Su recapitulación fue tan magistral como simple. El jurado, les recordó, era el árbitro de aquel tribunal. Los letrados podían presentar sus argumentos y el juez dirigirlos en sus indagaciones, pero ellos tenían la capacidad para elegir, y no sólo la capacidad, sino también la obligación. Aquella lamentable ley de libelo no sólo era incierta, sino mala. Prácticamente cualquier cosa que uno dijera era susceptible de ser tergiversada y convertida en libelo. Hasta una queja frente a un abuso, que constituía un derecho natural de todo hombre.

Mediante ese procedimiento, cualquier gobernador que no quisiera verse criticado podía utilizar la ley como un arma y situarse por encima de la misma. Aquello era un abuso de poder sancionado de manera legal. ¿Y qué quedaba entonces para mediar entre aquella tiranía y las libertades de un pueblo? Ellos, el jurado. Nada más.

—Para los espíritus generosos, la pérdida de la libertad es peor que la muerte —proclamó.

En aquel caso no se dirimía sólo la suerte de un impresor de Nueva York, sino su derecho, y su deber, de proteger a los hombres libres frente a un poder arbitrario, tal como habían hecho antes que ellos muchas otras personas armadas de valor.

Ahora les tocaba el turno a ellos, advirtió al jurado. En sus manos estaba elegir. Después, tomó asiento.

Con semblante contrariado, el juez dijo al jurado que pese a todo lo expuesto por el abogado de Filadelfia debían declarar culpable al impresor. Luego el jurado se retiró a deliberar.

Mientras el murmullo de las conversaciones se expandía por la sala y Zenger se mantenía sentado con la espalda muy erguida en el banquillo, el padre de Kate le ofreció una explicación.

—Yo mismo no me había dado cuenta de lo que tramaba al principio.
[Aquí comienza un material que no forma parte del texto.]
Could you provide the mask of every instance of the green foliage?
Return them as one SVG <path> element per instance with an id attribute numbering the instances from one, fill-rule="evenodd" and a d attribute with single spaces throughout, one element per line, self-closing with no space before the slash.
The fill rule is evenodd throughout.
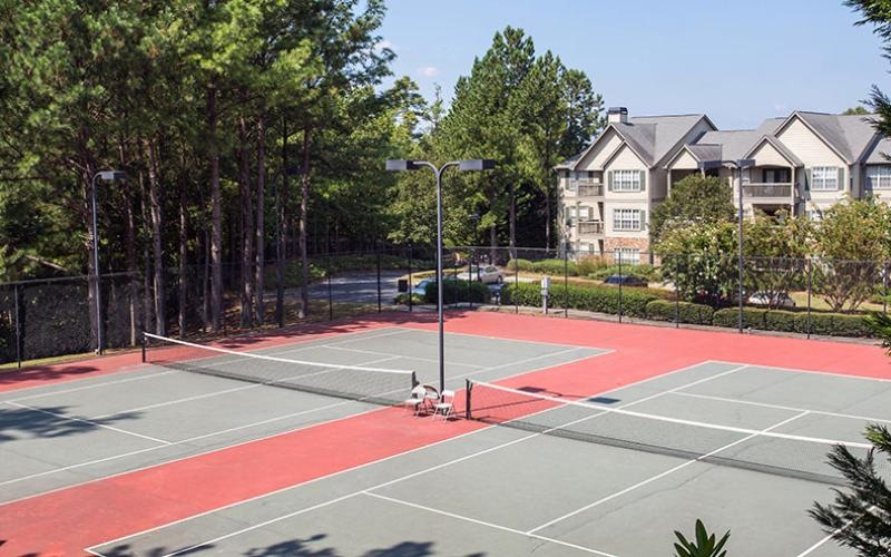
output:
<path id="1" fill-rule="evenodd" d="M 845 199 L 823 215 L 814 286 L 832 311 L 853 312 L 874 293 L 891 246 L 891 209 L 874 199 Z"/>
<path id="2" fill-rule="evenodd" d="M 656 250 L 663 278 L 687 301 L 721 305 L 737 284 L 736 234 L 736 226 L 726 222 L 667 224 Z"/>
<path id="3" fill-rule="evenodd" d="M 442 302 L 457 304 L 460 302 L 473 302 L 477 304 L 489 303 L 491 292 L 481 282 L 456 281 L 447 278 L 443 281 L 446 290 L 442 292 Z M 424 290 L 424 303 L 435 304 L 439 295 L 439 287 L 435 282 L 431 282 Z"/>
<path id="4" fill-rule="evenodd" d="M 663 229 L 674 224 L 722 223 L 733 221 L 733 192 L 727 183 L 714 176 L 698 173 L 672 185 L 672 194 L 649 217 L 649 237 L 654 243 L 662 238 Z"/>
<path id="5" fill-rule="evenodd" d="M 677 543 L 675 543 L 676 557 L 725 557 L 727 551 L 724 546 L 731 537 L 727 530 L 721 539 L 716 539 L 714 534 L 708 534 L 702 520 L 696 520 L 696 539 L 688 541 L 683 534 L 675 530 Z"/>
<path id="6" fill-rule="evenodd" d="M 579 286 L 554 284 L 550 290 L 550 307 L 561 309 L 567 305 L 572 310 L 590 311 L 618 315 L 646 317 L 647 304 L 660 296 L 648 289 L 619 289 L 611 286 Z M 501 287 L 501 303 L 541 307 L 541 286 L 536 283 L 505 284 Z"/>
<path id="7" fill-rule="evenodd" d="M 836 489 L 831 504 L 814 502 L 809 514 L 838 544 L 863 557 L 880 557 L 891 555 L 891 489 L 875 460 L 877 453 L 881 460 L 891 459 L 891 431 L 870 424 L 864 437 L 873 446 L 864 456 L 853 455 L 843 444 L 832 448 L 829 463 L 844 477 L 846 489 Z"/>
<path id="8" fill-rule="evenodd" d="M 510 272 L 516 272 L 516 271 L 531 272 L 532 262 L 529 260 L 521 260 L 521 258 L 510 260 L 508 262 L 507 268 Z"/>
<path id="9" fill-rule="evenodd" d="M 715 310 L 711 305 L 691 302 L 654 300 L 647 304 L 647 319 L 654 321 L 678 321 L 696 325 L 711 325 Z"/>

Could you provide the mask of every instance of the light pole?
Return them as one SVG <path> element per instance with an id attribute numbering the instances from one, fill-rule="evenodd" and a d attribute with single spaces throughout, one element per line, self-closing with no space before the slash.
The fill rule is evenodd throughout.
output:
<path id="1" fill-rule="evenodd" d="M 99 282 L 99 226 L 96 215 L 96 180 L 115 182 L 124 179 L 127 173 L 123 170 L 102 170 L 92 176 L 92 268 L 94 281 L 96 281 L 96 353 L 101 354 L 105 350 L 105 328 L 102 326 L 102 291 Z"/>
<path id="2" fill-rule="evenodd" d="M 442 393 L 446 390 L 446 328 L 442 312 L 442 291 L 446 290 L 442 281 L 442 173 L 452 166 L 457 166 L 461 172 L 491 170 L 495 168 L 495 160 L 452 160 L 440 167 L 427 160 L 386 162 L 388 172 L 420 170 L 424 166 L 433 170 L 437 176 L 437 320 L 439 322 L 439 391 Z"/>
<path id="3" fill-rule="evenodd" d="M 704 160 L 699 163 L 699 168 L 703 170 L 707 170 L 709 168 L 718 168 L 722 166 L 728 166 L 731 168 L 736 168 L 737 174 L 740 175 L 740 212 L 738 212 L 738 226 L 740 233 L 737 238 L 737 251 L 738 251 L 738 296 L 740 296 L 740 316 L 738 316 L 738 325 L 740 332 L 743 332 L 743 169 L 751 168 L 755 166 L 754 158 L 740 158 L 736 160 Z"/>

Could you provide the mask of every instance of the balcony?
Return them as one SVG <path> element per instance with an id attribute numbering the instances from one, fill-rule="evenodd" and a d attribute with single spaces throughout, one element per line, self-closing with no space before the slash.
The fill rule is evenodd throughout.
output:
<path id="1" fill-rule="evenodd" d="M 743 194 L 750 199 L 789 202 L 792 198 L 791 183 L 750 183 L 743 187 Z"/>
<path id="2" fill-rule="evenodd" d="M 570 184 L 577 197 L 603 197 L 604 185 L 600 182 L 574 179 Z"/>
<path id="3" fill-rule="evenodd" d="M 580 236 L 590 234 L 603 234 L 604 223 L 600 221 L 580 221 L 578 223 L 578 233 Z"/>

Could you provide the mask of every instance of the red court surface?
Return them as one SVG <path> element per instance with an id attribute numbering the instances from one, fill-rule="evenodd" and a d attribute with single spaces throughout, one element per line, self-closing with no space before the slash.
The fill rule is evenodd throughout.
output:
<path id="1" fill-rule="evenodd" d="M 434 329 L 430 315 L 382 315 L 351 325 L 320 325 L 301 333 L 221 343 L 245 350 L 293 343 L 319 335 L 380 326 Z M 891 379 L 891 360 L 873 345 L 674 330 L 495 312 L 449 316 L 447 331 L 511 340 L 550 342 L 613 353 L 535 371 L 502 382 L 535 385 L 567 397 L 589 397 L 707 360 L 726 360 L 838 374 Z M 95 373 L 134 369 L 138 354 L 79 362 Z M 7 377 L 0 389 L 13 390 L 84 377 L 62 369 L 38 378 Z M 570 394 L 571 393 L 571 394 Z M 221 449 L 145 470 L 61 489 L 0 506 L 0 554 L 81 555 L 105 540 L 180 520 L 248 498 L 337 473 L 476 429 L 478 422 L 448 426 L 427 422 L 404 428 L 395 409 L 381 409 L 306 429 Z M 351 447 L 351 451 L 340 450 Z M 263 470 L 257 475 L 257 470 Z M 249 479 L 247 481 L 246 479 Z"/>

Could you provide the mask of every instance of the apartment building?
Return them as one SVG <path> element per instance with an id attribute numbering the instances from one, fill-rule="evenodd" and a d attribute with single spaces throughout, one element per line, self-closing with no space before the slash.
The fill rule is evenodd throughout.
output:
<path id="1" fill-rule="evenodd" d="M 627 262 L 649 252 L 648 215 L 692 173 L 727 180 L 743 211 L 820 218 L 845 196 L 891 194 L 891 141 L 869 116 L 795 111 L 756 129 L 718 130 L 704 114 L 629 117 L 610 108 L 591 145 L 557 165 L 560 223 L 578 253 Z M 742 170 L 725 160 L 752 159 Z M 891 195 L 889 195 L 891 198 Z"/>

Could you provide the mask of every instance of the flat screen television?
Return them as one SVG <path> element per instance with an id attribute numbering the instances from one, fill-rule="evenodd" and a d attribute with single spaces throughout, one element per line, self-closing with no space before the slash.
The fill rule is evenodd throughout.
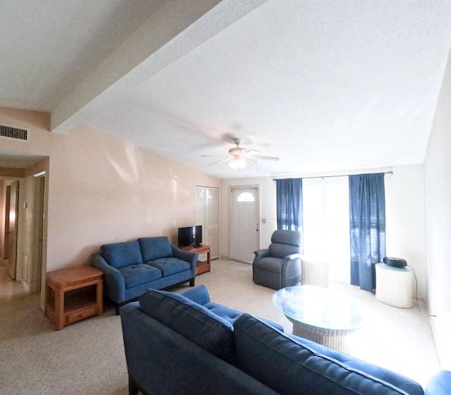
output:
<path id="1" fill-rule="evenodd" d="M 178 229 L 178 245 L 200 245 L 202 243 L 202 226 L 187 226 Z"/>

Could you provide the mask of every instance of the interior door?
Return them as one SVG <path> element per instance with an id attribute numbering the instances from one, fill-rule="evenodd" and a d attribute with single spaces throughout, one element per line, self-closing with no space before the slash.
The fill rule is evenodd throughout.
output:
<path id="1" fill-rule="evenodd" d="M 230 259 L 251 263 L 260 245 L 258 188 L 232 188 L 230 207 Z"/>
<path id="2" fill-rule="evenodd" d="M 44 240 L 44 194 L 45 176 L 35 178 L 33 205 L 32 260 L 30 292 L 41 291 L 42 243 Z"/>
<path id="3" fill-rule="evenodd" d="M 8 259 L 8 274 L 16 279 L 17 263 L 17 221 L 19 211 L 19 181 L 6 187 L 5 221 L 5 256 Z M 5 259 L 6 259 L 5 258 Z"/>

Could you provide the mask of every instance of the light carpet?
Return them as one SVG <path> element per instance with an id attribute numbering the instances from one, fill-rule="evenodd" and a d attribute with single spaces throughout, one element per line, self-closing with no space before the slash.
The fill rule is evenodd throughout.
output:
<path id="1" fill-rule="evenodd" d="M 252 265 L 215 260 L 196 277 L 211 301 L 271 320 L 291 333 L 292 324 L 273 305 L 275 291 L 252 281 Z M 112 306 L 54 331 L 39 308 L 39 295 L 5 296 L 0 282 L 0 394 L 126 395 L 127 367 L 119 317 Z M 355 286 L 331 284 L 366 306 L 368 325 L 352 335 L 350 354 L 392 369 L 424 387 L 440 370 L 421 300 L 410 309 L 381 303 Z M 187 284 L 171 288 L 180 292 Z M 1 296 L 1 295 L 4 296 Z"/>

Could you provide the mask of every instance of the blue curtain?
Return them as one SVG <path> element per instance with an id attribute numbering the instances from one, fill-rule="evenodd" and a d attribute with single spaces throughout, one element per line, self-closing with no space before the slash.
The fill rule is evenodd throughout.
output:
<path id="1" fill-rule="evenodd" d="M 351 284 L 376 288 L 375 265 L 385 256 L 383 174 L 350 176 Z"/>
<path id="2" fill-rule="evenodd" d="M 277 229 L 302 233 L 302 178 L 276 180 Z"/>

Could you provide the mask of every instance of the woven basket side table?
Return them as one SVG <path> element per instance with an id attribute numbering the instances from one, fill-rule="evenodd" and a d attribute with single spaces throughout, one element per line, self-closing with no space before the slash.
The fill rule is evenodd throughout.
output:
<path id="1" fill-rule="evenodd" d="M 387 305 L 409 308 L 414 299 L 414 269 L 409 266 L 395 267 L 376 265 L 376 298 Z"/>
<path id="2" fill-rule="evenodd" d="M 329 262 L 320 258 L 301 258 L 301 285 L 328 288 Z"/>

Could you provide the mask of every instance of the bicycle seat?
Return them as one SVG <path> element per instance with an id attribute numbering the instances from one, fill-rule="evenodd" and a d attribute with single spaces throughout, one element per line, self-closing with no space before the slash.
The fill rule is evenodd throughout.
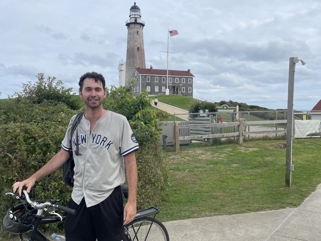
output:
<path id="1" fill-rule="evenodd" d="M 128 185 L 127 184 L 123 184 L 120 185 L 121 188 L 121 191 L 125 197 L 125 198 L 128 198 Z"/>

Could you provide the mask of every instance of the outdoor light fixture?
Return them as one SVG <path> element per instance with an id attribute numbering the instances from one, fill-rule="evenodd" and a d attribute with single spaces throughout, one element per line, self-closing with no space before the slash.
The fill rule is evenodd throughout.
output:
<path id="1" fill-rule="evenodd" d="M 292 141 L 293 138 L 293 96 L 294 90 L 294 74 L 295 64 L 301 61 L 302 65 L 307 62 L 297 57 L 290 58 L 289 67 L 289 86 L 288 91 L 288 117 L 287 121 L 286 154 L 285 160 L 285 184 L 291 186 L 292 171 L 294 169 L 292 165 Z M 291 135 L 290 135 L 291 134 Z"/>
<path id="2" fill-rule="evenodd" d="M 295 58 L 294 58 L 294 59 L 293 59 L 293 62 L 294 62 L 296 64 L 297 64 L 299 62 L 299 60 L 302 63 L 302 65 L 305 65 L 307 63 L 306 61 L 304 61 L 304 60 L 301 59 L 300 58 L 300 59 L 299 59 L 297 57 L 296 57 Z"/>

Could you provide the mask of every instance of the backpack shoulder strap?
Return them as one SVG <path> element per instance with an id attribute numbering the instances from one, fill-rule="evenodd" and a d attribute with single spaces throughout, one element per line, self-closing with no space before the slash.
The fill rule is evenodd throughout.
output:
<path id="1" fill-rule="evenodd" d="M 82 118 L 83 115 L 85 114 L 85 112 L 84 111 L 81 112 L 76 116 L 76 118 L 75 118 L 75 120 L 74 121 L 73 126 L 71 127 L 71 129 L 70 130 L 71 138 L 72 137 L 73 134 L 74 134 L 74 132 L 75 131 L 75 130 L 76 129 L 76 128 L 77 127 L 78 124 L 80 122 L 80 120 L 81 120 L 81 118 Z"/>
<path id="2" fill-rule="evenodd" d="M 71 127 L 71 129 L 70 130 L 70 139 L 69 140 L 69 142 L 70 144 L 70 149 L 71 150 L 72 150 L 73 148 L 72 145 L 71 143 L 72 142 L 72 139 L 73 138 L 73 135 L 74 134 L 74 132 L 75 130 L 76 129 L 76 128 L 77 128 L 77 126 L 78 125 L 78 124 L 79 124 L 79 122 L 80 122 L 80 120 L 81 119 L 81 118 L 83 116 L 83 115 L 84 114 L 85 114 L 84 111 L 82 111 L 80 112 L 79 112 L 77 114 L 77 115 L 76 116 L 76 118 L 75 118 L 75 120 L 74 121 L 74 123 L 73 123 L 73 125 Z M 77 135 L 78 134 L 77 131 Z M 77 141 L 77 145 L 76 145 L 76 155 L 79 155 L 79 150 L 78 149 L 78 138 L 76 138 L 76 139 L 77 139 L 76 140 Z M 72 155 L 73 155 L 72 151 L 71 152 L 70 154 L 71 154 L 70 159 L 71 159 Z M 80 154 L 81 155 L 81 154 Z"/>

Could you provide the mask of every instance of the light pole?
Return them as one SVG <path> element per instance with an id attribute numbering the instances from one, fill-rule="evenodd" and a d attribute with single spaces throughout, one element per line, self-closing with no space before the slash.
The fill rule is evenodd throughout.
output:
<path id="1" fill-rule="evenodd" d="M 293 96 L 294 91 L 295 64 L 301 61 L 302 65 L 307 62 L 297 57 L 290 58 L 289 67 L 289 86 L 288 90 L 288 117 L 287 121 L 286 153 L 285 160 L 285 185 L 291 186 L 291 177 L 293 170 L 292 165 L 292 142 L 293 138 Z"/>

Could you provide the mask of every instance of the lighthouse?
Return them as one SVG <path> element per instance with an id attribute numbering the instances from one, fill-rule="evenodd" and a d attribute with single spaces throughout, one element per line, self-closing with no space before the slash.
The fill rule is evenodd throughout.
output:
<path id="1" fill-rule="evenodd" d="M 145 49 L 143 29 L 145 22 L 141 18 L 140 9 L 134 3 L 129 10 L 129 19 L 126 22 L 128 30 L 126 57 L 125 82 L 127 86 L 135 68 L 145 68 Z"/>

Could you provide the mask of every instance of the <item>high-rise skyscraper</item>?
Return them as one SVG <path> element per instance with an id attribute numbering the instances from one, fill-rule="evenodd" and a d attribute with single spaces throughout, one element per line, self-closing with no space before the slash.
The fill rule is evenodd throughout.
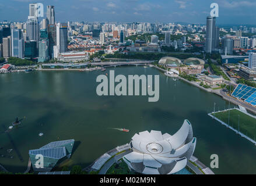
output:
<path id="1" fill-rule="evenodd" d="M 29 16 L 36 17 L 37 10 L 37 3 L 29 4 Z"/>
<path id="2" fill-rule="evenodd" d="M 49 53 L 50 58 L 54 58 L 54 46 L 57 45 L 57 28 L 56 24 L 48 24 L 47 32 L 49 37 Z"/>
<path id="3" fill-rule="evenodd" d="M 250 69 L 256 69 L 256 53 L 249 53 L 248 67 Z"/>
<path id="4" fill-rule="evenodd" d="M 93 38 L 95 40 L 99 40 L 100 37 L 100 29 L 93 29 Z"/>
<path id="5" fill-rule="evenodd" d="M 120 32 L 120 42 L 124 42 L 124 33 L 122 30 L 121 30 Z"/>
<path id="6" fill-rule="evenodd" d="M 3 57 L 9 58 L 12 55 L 10 35 L 3 38 Z"/>
<path id="7" fill-rule="evenodd" d="M 57 29 L 57 46 L 59 52 L 68 51 L 68 24 L 58 23 Z"/>
<path id="8" fill-rule="evenodd" d="M 40 35 L 40 25 L 37 17 L 29 16 L 26 25 L 26 31 L 27 40 L 36 41 L 38 42 Z"/>
<path id="9" fill-rule="evenodd" d="M 44 62 L 50 59 L 48 40 L 42 40 L 38 43 L 38 62 Z"/>
<path id="10" fill-rule="evenodd" d="M 43 19 L 41 22 L 41 29 L 46 29 L 47 28 L 47 20 Z"/>
<path id="11" fill-rule="evenodd" d="M 24 57 L 26 58 L 34 58 L 37 57 L 37 42 L 30 41 L 24 42 Z"/>
<path id="12" fill-rule="evenodd" d="M 170 45 L 171 42 L 171 33 L 170 32 L 165 33 L 164 42 L 167 46 Z"/>
<path id="13" fill-rule="evenodd" d="M 212 53 L 216 46 L 216 17 L 208 16 L 206 19 L 206 35 L 205 46 L 205 52 Z"/>
<path id="14" fill-rule="evenodd" d="M 3 43 L 3 28 L 0 27 L 0 44 Z"/>
<path id="15" fill-rule="evenodd" d="M 101 33 L 100 34 L 100 44 L 103 44 L 106 42 L 106 37 L 104 33 Z"/>
<path id="16" fill-rule="evenodd" d="M 242 31 L 239 30 L 237 30 L 236 31 L 236 37 L 242 37 Z"/>
<path id="17" fill-rule="evenodd" d="M 226 55 L 232 55 L 234 48 L 234 40 L 230 38 L 225 38 L 223 40 L 223 52 Z"/>
<path id="18" fill-rule="evenodd" d="M 220 37 L 220 28 L 219 27 L 216 27 L 215 28 L 215 48 L 218 49 L 219 47 L 219 44 L 220 44 L 220 40 L 219 40 L 219 37 Z"/>
<path id="19" fill-rule="evenodd" d="M 49 39 L 46 29 L 40 30 L 40 41 L 38 42 L 38 62 L 50 59 Z"/>
<path id="20" fill-rule="evenodd" d="M 0 58 L 3 56 L 3 44 L 0 44 Z"/>
<path id="21" fill-rule="evenodd" d="M 240 37 L 240 48 L 248 48 L 250 41 L 249 38 L 247 37 Z"/>
<path id="22" fill-rule="evenodd" d="M 52 5 L 47 6 L 47 11 L 46 13 L 46 16 L 47 17 L 47 24 L 55 24 L 55 12 L 54 6 Z"/>
<path id="23" fill-rule="evenodd" d="M 20 29 L 12 29 L 12 56 L 24 58 L 24 40 Z"/>
<path id="24" fill-rule="evenodd" d="M 8 37 L 10 35 L 10 28 L 8 27 L 3 27 L 2 28 L 2 35 L 3 38 Z"/>
<path id="25" fill-rule="evenodd" d="M 159 37 L 157 35 L 151 35 L 151 43 L 157 44 Z"/>

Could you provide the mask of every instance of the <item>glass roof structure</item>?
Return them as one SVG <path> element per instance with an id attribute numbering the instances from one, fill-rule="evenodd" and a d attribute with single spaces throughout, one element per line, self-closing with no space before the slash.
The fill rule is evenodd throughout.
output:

Ha maniobrado de tal forma para que el jurado se enfureciera viendo cómo se desautorizaba la lógica línea de defensa de Zenger, que consistía en alegar que el pobre diablo no había hecho más que decir la verdad, y después ha jugado la carta que tenía reservada. Se llama la Invalidación del Jurado. Éste tiene derecho a decidir un caso pese a lo que haya podido oír sobre la culpabilidad del acusado o la aplicación de la ley. El jurado es la última y única defensa frente a leyes erróneas. Después de que se haya negado a condenar a alguien, la ley no se modifica, pero son pocos los fiscales dispuestos a llevar adelante procesos similares por temor a que los futuros jurados sigan el mismo ejemplo. Ésta es la táctica que acaba de desplegar, de manera brillante, el viejo Hamilton.

—¿Va a funcionar?

—Enseguida lo sabremos, me parece.

El jurado regresaba ya a su puesto. El juez preguntó si habían llegado a un veredicto y el portavoz confirmó que sí. Entonces lo invitaron a proclamarlo.